Now, Reddit has more arguments it could possibly make to bind Anthropic to contract terms. It could try the Register.com v. Verio/Restatements 69 contract formation workaround. It could argue that Anthropic has publicly admitted that the TOS terms bind it. It could argue that Anthropic employees created Reddit accounts and thus learned about the restrictive terms during the account formation process. It could argue that Anthropic knew about the Robots.txt restrictions and somehow that turned the Robot.txt instructions into a contract. It could argue that Anthropic’s robots clicked on the user agreement link and assented as Anthropic’s legal agents. These are all theoretical arguments because Reddit doesn’t appear to be arguing any of this yet (some of these arguments would require an amended complaint).

What Reddit cannot do is successfully argue that its home page link to “user agreement” creates a binding contract. Browsewraps without a call-to-action are not a contract. Claiming otherwise puts Reddit–and its very capable and expensive lawyers–at risk of massive and unrelenting public and judicial derision.
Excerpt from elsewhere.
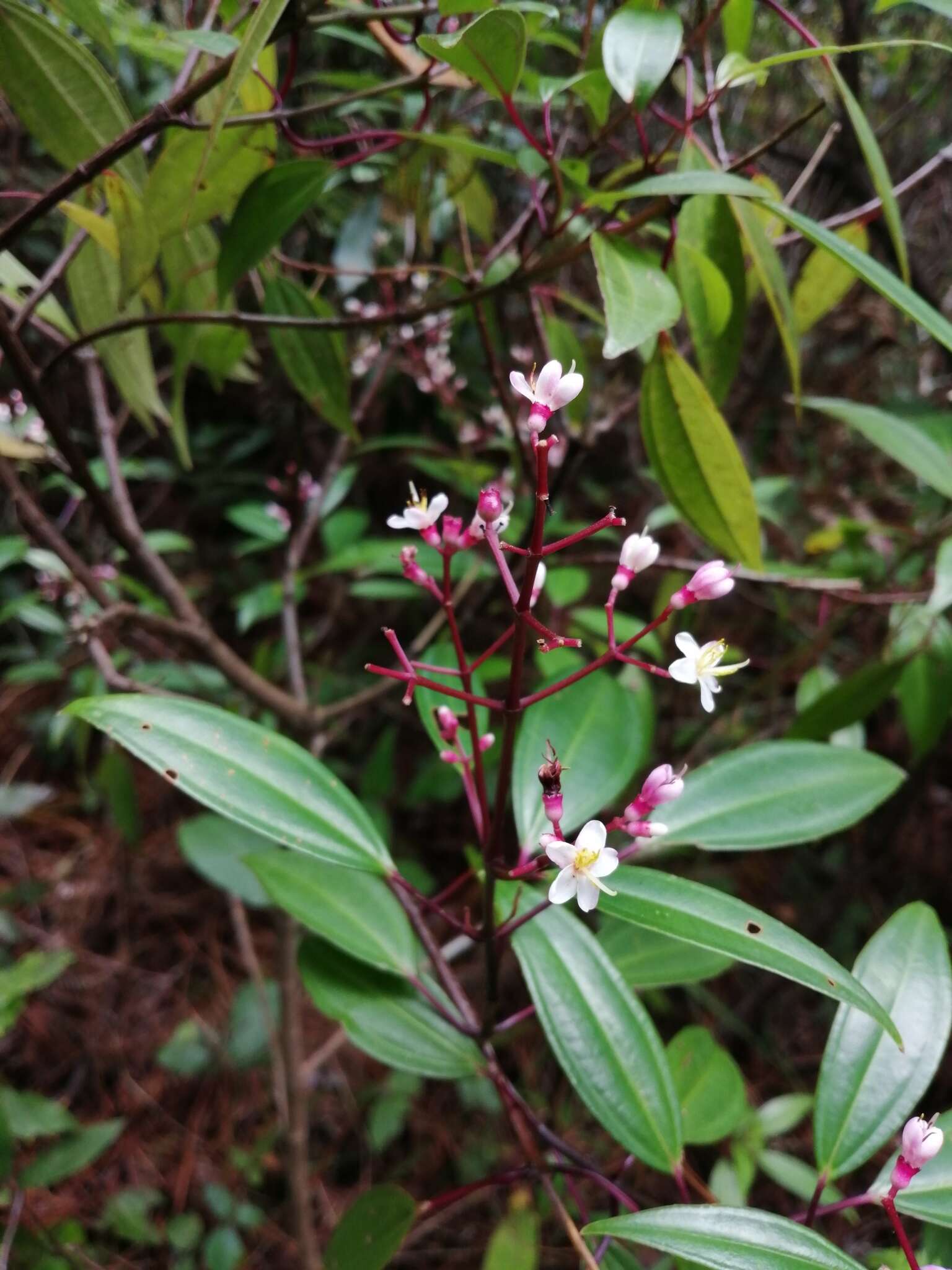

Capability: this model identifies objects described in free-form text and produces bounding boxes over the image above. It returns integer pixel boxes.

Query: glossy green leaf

Reddit’s trespass to chattels claim isn’t much better. Here’s how Reddit pleads Anthropic’s knowledge of the server delimitations: “Anthropic knowingly exceeded the permission granted by Reddit to access Reddit’s personal property, including its technological infrastructure and servers.” This is a threadbare allegation of knowledge without specifying any supporting facts. The complaint’s recitation of facts only marginally improve this. Further, as Kieran notes, the TTC harm statement is also pretty weak in light of the Hamidi standard.

__

Two other noteworthy points about this lawsuit.

A real party-in-interest to this lawsuit is OpenAI. Now that OpenAI is paying a license fee to Reddit, they need all of their rivals to bear the same costs. If Reddit can’t impose license fees on Anthropic, assume that OpenAI will look for other ways to jack up Anthropic’s cost structure to more closely mirror OpenAI’s. I explain this dynamic in my Generative AI is Doomed paper.

Also, Reddit frames itself as the champion of its users’ interests, but Reddit is walking a fine (and awkward) line. Sure, it’s nominally defending its users from rapacious scraping malefactors. But in practice, even Reddit’s values have a price tag. Reddit isn’t opposed to third parties profiting from its users’ content; it just needs its vig.

* * *

Kieran’s Supplement

Following up on Eric’s comments.

Under any reasonable current interpretation of California law, the breach of contract claim should be gone. There’s no evidence of actual or constructive knowledge of the online agreement in the complaint. There is case law in other jurisdictions that says that a sophisticated business may be held liable for breach of contract even when there is no proof of actual notice in the record (CouponCabin LLC v. Savings.com, Inc., 2017 WL 83337 (N.D. Ind. Jan. 10, 2017); Int’l Council of Shopping Ctrs., Inc. v. Info Quarter, LLC, No. 17-5526 (S.D.N.Y. May 7, 2019)), and when a business also has an online agreement that is similar to the one that is being enforced. DHI Group, Inc. v. Kent, No. 16-1670 (S.D. Tex. Oct. 26, 2017). But that reasoning has never been applied in California.

Perhaps Reddit might argue in a reply that the semi-omniscient “bots” have or should have knowledge of the terms and that knowledge should be imputed to Anthropic. But that argument is without precedent in California, either. If Reddit’s allegations pass muster for “actual or constructive knowledge,” then this would be a complete evisceration of the current standard for knowledge of actual or constructive knowledge of an online agreement for a sophisticated business in California.